Thermal and Reliability Management for Commercial Multicore Processors Considering Workload Dependen

This work proposes a new dynamic thermal and reliability management framework via task mapping and migration to improve thermal performance and reliability of commercial multicore processors considering workload-dependent thermal hot spot stress. The new method is motivated by the observation that different workloads activate different spatial power and thermal hot spots within each core of processors. Existing run-time thermal management, which is based on on-chip location-fixed thermal sensor information, can lead to suboptimal management solutions as the temperatures provided by those sensors may not be the true hot spots. The new method, called Hot-Trim, utilizes a machine learning-based approach to characterize the power density hot spots across each core, then a new task mapping/migration scheme is developed based on the hot spot stresses.
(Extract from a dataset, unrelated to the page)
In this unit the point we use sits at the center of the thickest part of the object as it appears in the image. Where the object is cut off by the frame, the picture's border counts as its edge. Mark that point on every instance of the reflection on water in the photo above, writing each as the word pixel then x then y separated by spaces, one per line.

Compared to existing works, the new approach is the first to optimize VLSI reliabilities by exploring workload-dependent power hot spots. The advantages of the proposed method over the Linux baseline task mapping and the temperature-based mapping method are demonstrated and validated on real commercial chips. Experiments on a real Intel Core i7 quad-core processor executing PARSEC-3.0 and SPLASH-2 benchmarks show that, compared to the existing Linux scheduler, core and hot spot temperature can be lowered by 1.15 °C–1.31 °C. In addition, Hot-Trim can improve the chip’s electro-migration (EM), negative biased temperature instability, and hot-carrier-injection (HCI) related reliability by 30.2%, 7.0%, and 31.1%, respectively, compared to Linux baseline without any performance degradation. Furthermore, it improves EM and HCI-related reliability by 29.6% and 19.6%, respectively, and at the same time even further reduces the temperature by half a degree compared to the conventional temperature-based mapping technique.